Example 2: The process of Example 1 is repeated, and produces a polymyxin B-dextran conjugate having the following characteristics: IC50 = 16.4 micrograms / milliliter activity = 125.8 percent dextran content = 65.30 milligrams / milliliter total content of polymyxin B = 2.49 milligrams / milliliter content of free polymyxin B = 0.67 percent ratio of PMB: dextran = 38.06 milligrams of PMB / gram of dextran.
Again, at a reaction temperature of 32 ° C and a pH of 9.5, the conjugate obtained has approximately 126 percent activity, compared to unconjugated PMB.
Example 3; Polymyxin B / dextran conjugates are prepared according to the process of Example 1 (except as indicated), to determine the effects of the reaction temperature between PMB and dextran at a pH of 9.7. The payload is determined (milligrams of PMB / gram of dextran), the average IC50 (micrograms / milliliter), and the activity (%), and the results are presented in Table 1:
Table 1; Effect of temperature at a pH of 9.7 ¡10 grams of PMB; 0.65 grams of NaI04; 50 grams of dextran)
From Example 3, it can be seen that, when the reaction temperature is lowered to 10 ° C, at a pH of 9.7, the product obtained has a reduced activity. Example 4; Polymyxin B / dexane conjugates are prepared according to the process of Example 1 (except as indicated), to determine the effect of the pH of the reaction between PMB and dextran. The payload (milligrams of PMB / gram of dextran), the average IC50 (micrograms / milliliter), and activity (%) are determined as in Example 3, and the results are presented in Table 2:
Table 2; Effect of PH at a temperature of 32 ° C (15 grams of PMB, 1.3 grams of NaI04, 50 grams of dextran)

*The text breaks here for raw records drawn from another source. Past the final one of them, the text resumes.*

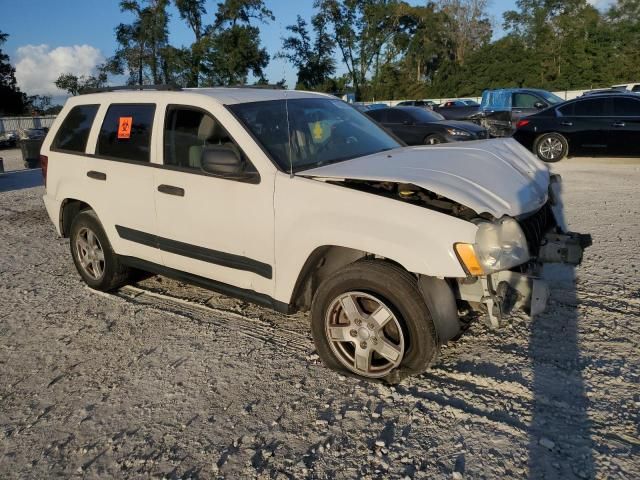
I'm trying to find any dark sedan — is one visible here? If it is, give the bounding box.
[513,93,640,162]
[365,107,487,145]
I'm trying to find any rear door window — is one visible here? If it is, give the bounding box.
[573,98,606,117]
[387,109,411,123]
[513,93,540,108]
[613,98,640,117]
[164,105,255,172]
[52,105,100,153]
[96,104,156,162]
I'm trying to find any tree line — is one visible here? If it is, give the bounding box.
[0,0,640,115]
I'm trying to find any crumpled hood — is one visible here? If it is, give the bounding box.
[298,138,549,218]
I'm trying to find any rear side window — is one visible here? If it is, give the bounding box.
[96,104,156,162]
[613,98,640,117]
[387,109,411,123]
[53,105,99,152]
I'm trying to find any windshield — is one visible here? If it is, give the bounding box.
[407,108,444,122]
[538,90,564,105]
[229,98,401,172]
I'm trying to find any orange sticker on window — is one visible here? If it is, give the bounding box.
[118,117,133,138]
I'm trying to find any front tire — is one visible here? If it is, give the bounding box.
[533,133,569,163]
[69,210,130,292]
[311,260,439,381]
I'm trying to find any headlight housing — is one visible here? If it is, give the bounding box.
[455,217,530,275]
[447,128,471,137]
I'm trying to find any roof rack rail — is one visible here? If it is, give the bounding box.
[80,84,182,95]
[226,83,285,90]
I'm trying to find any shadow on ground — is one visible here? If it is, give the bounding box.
[528,265,595,479]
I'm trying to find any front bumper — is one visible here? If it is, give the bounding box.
[458,199,591,328]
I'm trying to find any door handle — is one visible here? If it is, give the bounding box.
[87,170,107,181]
[158,185,184,197]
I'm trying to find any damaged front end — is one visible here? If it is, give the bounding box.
[457,175,591,328]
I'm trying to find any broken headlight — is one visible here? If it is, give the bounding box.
[455,217,529,276]
[474,217,529,273]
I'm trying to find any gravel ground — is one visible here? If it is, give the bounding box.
[0,159,640,479]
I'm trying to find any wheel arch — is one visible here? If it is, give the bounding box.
[59,198,94,238]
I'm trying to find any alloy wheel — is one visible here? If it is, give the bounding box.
[76,227,104,280]
[538,137,564,160]
[325,292,405,378]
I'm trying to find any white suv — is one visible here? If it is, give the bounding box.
[41,88,586,380]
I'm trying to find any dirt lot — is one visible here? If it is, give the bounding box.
[0,159,640,479]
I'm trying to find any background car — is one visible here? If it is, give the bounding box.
[0,131,18,148]
[473,88,564,137]
[366,107,487,145]
[433,98,480,120]
[353,103,389,112]
[611,83,640,92]
[395,100,436,109]
[513,93,640,162]
[19,128,49,140]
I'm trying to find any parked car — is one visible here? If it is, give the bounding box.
[353,103,389,112]
[433,99,480,120]
[0,131,18,148]
[365,107,487,145]
[41,87,584,381]
[514,92,640,162]
[395,100,436,109]
[580,88,629,97]
[473,88,564,137]
[611,83,640,92]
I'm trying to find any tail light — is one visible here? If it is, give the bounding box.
[40,155,49,187]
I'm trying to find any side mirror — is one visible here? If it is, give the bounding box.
[200,145,258,180]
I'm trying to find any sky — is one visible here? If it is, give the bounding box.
[0,0,607,100]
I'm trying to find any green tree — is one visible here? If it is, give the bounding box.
[279,13,336,91]
[201,0,274,85]
[108,0,169,85]
[0,31,27,115]
[54,65,107,95]
[315,0,400,100]
[173,0,207,87]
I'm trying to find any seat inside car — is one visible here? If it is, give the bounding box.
[188,115,231,168]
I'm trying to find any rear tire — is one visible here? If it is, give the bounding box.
[69,210,130,292]
[311,260,439,382]
[533,133,569,163]
[424,133,447,145]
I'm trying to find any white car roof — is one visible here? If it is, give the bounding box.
[69,87,337,105]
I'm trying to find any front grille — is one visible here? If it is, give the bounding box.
[518,202,557,258]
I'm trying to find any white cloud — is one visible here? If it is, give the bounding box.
[588,0,613,10]
[15,44,104,95]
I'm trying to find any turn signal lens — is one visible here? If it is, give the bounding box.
[454,243,484,276]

a) acetate regulator; b) phosphate regulator; c) borate regulator;
ND: not determined (the samples are too diluted to determine these parameters).

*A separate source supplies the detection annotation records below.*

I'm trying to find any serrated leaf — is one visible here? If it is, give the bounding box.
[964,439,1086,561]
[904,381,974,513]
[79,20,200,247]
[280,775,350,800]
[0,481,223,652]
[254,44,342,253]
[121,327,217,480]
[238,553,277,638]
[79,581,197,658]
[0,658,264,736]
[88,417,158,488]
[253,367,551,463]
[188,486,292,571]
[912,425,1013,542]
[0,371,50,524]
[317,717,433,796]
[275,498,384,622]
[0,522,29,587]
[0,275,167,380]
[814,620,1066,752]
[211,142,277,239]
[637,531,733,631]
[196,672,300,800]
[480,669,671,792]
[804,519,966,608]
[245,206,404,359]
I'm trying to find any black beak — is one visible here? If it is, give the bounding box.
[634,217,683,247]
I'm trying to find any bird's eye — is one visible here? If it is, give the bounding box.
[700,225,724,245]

The data in Table 2 show that decreasing the temperature of the reaction to 32 ° C while using a pH between 9.5 and 9.7, still slows down the production of the conjugate having an activity that is higher than that of the Unbound PMB (Examples 41, 4n, and 4o), while increasing the pH further, to a pH of 10, is not particularly beneficial (Example 4p). Example 5: Polymyxin B / dextran conjugates are prepared as in Example 1 (except as indicated) and their activity against endotoxin is measured. The results are presented in the following Table 3: Table 3: Effect of the amount of PMB (1.3 grams of NaI04, pH of 9.7, 32 ° C)

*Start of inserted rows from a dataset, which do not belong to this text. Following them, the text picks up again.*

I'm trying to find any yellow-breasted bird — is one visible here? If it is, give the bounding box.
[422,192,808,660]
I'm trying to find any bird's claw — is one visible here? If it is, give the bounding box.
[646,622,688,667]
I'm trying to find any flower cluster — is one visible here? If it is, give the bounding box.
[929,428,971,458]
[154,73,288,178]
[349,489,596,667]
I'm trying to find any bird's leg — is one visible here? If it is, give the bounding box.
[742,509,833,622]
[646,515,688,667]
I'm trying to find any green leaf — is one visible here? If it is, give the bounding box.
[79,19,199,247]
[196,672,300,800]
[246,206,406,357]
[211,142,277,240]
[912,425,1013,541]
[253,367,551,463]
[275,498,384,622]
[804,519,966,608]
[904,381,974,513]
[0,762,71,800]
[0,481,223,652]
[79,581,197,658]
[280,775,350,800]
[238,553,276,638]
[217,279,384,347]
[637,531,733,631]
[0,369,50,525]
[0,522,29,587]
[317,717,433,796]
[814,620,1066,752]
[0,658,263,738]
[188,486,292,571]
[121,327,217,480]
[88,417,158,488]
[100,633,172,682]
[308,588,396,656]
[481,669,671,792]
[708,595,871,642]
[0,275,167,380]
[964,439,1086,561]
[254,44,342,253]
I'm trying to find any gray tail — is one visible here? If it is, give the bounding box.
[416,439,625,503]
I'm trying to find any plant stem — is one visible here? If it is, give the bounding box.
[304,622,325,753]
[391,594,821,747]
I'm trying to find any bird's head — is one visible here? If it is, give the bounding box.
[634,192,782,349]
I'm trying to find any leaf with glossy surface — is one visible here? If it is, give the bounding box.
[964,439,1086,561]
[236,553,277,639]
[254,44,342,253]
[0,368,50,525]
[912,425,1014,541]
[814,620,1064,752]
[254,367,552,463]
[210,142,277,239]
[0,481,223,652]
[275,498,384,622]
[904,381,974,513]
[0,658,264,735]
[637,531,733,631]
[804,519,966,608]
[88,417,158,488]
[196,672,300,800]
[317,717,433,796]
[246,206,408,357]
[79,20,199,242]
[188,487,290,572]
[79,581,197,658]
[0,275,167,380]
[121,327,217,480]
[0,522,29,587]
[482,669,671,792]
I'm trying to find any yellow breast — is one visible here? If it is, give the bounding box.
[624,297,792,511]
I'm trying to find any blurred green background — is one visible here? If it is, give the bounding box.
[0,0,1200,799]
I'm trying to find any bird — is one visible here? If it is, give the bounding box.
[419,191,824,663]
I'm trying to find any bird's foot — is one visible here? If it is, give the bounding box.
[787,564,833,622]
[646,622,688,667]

The results of Table 3 further confirm that the optimum conditions reside at a reaction temperature of about 32 ° C, and at a pH of about 9.5 to about 9.7. After all, the data of Examples 1 to 5 thus show that the use of a reaction temperature of about 30 ° C to about 35 ° C, preferably about 32 ° C, and a pH of about 9.3 to about 10, preferably from about 9.5 to about 9.7, results in the improved conjugates of the present invention.
Claims (36)
1. A water-soluble conjugate (or a salt thereof) comprising polymyxin B or a salt thereof and dextran, the conjugate having an activity against endotoxin greater than the activity against endotoxin of unconjugated polymyxin B, ie, where the ratio of the IC 50 of polymyxin B unconjugated to the IC 50 of the conjugate is greater than 1.0.
The conjugate (or a salt thereof) of claim 1, wherein the ratio is greater than about 1.25 or 1.3.
3. The conjugate (or a salt thereof) of claim 1, wherein the ratio is greater than about 1.4.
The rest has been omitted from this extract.